Chlamydia pneumoniae has also been associated with the development and exacerbation of asthma. We have developed a mouse model whereby C. pneumoniae infection can induce antigen sensitization and subsequently lead to asthma after challenge with the same antigen. This sensitization is dependent on the severity of infection and the timing of the sensitization relative to the initial infection and to Treg numbers.
To the right is an image of goblet cell hyperplasia and airway mucus production in response to antigen challenge in the lungs. We also study various immune aspects of house dust mite-induced asthma in mouse models.
Another inflammatory disease that C. pneumoniae has been associated with is atherosclerosis.
We have shown that TLR and MYD88 signaling is involved in the development of atherosclerosis and that C. pneumoniae infection accelerates this process. We also have evidence that C. pneumoniae can signal through the TLR/MYD88 pathway and that this pathway is also important for plaque (right) development.
More recently, we have found that IL-17α plays an important proinflammatory role in atherosclerotic plaque development.

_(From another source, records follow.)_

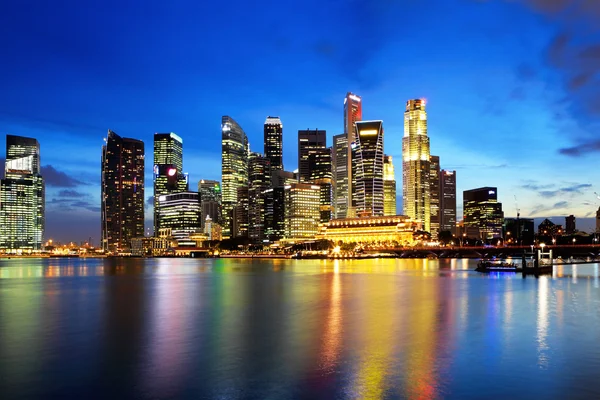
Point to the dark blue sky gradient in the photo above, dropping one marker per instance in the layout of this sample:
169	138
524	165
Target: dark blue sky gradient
513	94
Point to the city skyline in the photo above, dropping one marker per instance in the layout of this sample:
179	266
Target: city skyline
474	127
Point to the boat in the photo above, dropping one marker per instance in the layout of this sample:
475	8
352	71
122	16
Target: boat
497	265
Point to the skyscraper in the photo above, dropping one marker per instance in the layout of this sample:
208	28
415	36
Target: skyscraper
301	211
340	174
168	173
389	187
352	114
274	142
180	213
369	168
415	165
22	196
122	192
434	190
483	212
210	200
259	180
234	168
309	142
448	201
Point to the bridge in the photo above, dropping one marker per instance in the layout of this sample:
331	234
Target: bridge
580	253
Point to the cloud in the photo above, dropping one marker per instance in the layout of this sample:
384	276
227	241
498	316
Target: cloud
71	193
551	190
581	149
56	178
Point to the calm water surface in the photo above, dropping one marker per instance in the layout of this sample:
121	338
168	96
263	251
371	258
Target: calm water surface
285	329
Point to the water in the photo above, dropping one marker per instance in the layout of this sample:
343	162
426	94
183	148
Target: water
285	329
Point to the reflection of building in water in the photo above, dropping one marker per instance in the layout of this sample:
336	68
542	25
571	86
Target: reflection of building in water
397	228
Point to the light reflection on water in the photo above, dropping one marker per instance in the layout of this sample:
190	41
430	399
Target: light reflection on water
368	329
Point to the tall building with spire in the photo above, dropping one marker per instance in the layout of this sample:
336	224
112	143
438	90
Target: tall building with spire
274	142
122	192
389	187
168	176
234	169
369	198
340	174
22	196
434	191
352	114
416	164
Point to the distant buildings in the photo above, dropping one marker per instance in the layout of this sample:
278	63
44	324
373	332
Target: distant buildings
368	156
389	187
274	142
234	169
122	201
22	196
483	213
415	164
448	201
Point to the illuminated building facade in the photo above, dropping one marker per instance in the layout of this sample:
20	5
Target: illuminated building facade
168	173
210	200
434	190
181	213
397	230
309	142
274	213
369	168
22	196
389	187
483	211
301	202
259	180
234	169
415	164
352	114
122	192
239	225
274	142
340	174
448	201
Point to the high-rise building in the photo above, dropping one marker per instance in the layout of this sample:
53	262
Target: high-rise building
239	216
181	213
301	211
259	180
570	226
274	142
340	174
122	192
210	200
448	201
483	211
309	142
352	114
416	195
389	187
234	168
168	173
369	168
22	196
434	190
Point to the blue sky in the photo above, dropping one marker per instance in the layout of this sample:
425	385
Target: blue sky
512	89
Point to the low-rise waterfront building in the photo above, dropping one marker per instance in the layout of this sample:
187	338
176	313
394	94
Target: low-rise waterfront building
396	230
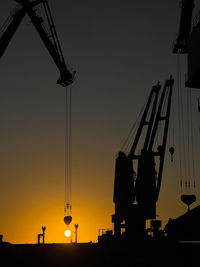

Kawasaki disease is the leading cause of acquired heart disease among children in the US and developed countries. If untreated, 25% of these children develop coronary arteritis and aneurysms. We are investigating a mouse model of Kawasaki disease (coronary arteritis) using Lactobacillus casei cell wall extract (LCCWE) injection to induce coronary arteritis, aortitis and myocarditis, and we investigate the immune mechanisms involved in the pathogenesis of this vasculitis. To the right, you can see profound inflammation and cellular proliferation at the aortic sinus of a mouse one week after given LCCWE. We have shown that lesion development is driven by mDC-T -cell interactions. The critical involvement of T -cells in this process was revealed when Rag1-/- mice failed to develop arteritis while B -cell-deficient mice did. Thus LCCWE-induced arteritis appears to involve both innate and adaptive immune processes. More recently we found an absolute requirement for the NLRP3 inflammasome and IL-1β signaling in this model of KD and published that anti-IL-1beta treatment is more efficient that the currently used IVIG in preventing coronary lesion formation in KD mouse models. Most recently we have also published that vascular injury during Kawasaki disease in mouse models (coronary arteritis) is a major risk factor for subsequent dramatic acceleration of atherosclerosis in combination with a high fat diet.
Acute Lung Injury
Acute lung injury (ALI) and acute respiratory distress syndrome (ARDS) continue to be serious health risks for both healthy individuals and mechanically ventilated patients. Our lab is interested in investigating the innate immune signaling pathways involved in LPS-induced acute lung injury as well as ventilation-induced lung injury, especially investigating the role of the NLRP3 inflammasome and IL-1 signaling leading to lung injury. To the right, you can see that endothelial cell MYD88 plays a specific role in vasculature leakage into the lungs of mice as measured by Evans Blue extravasation.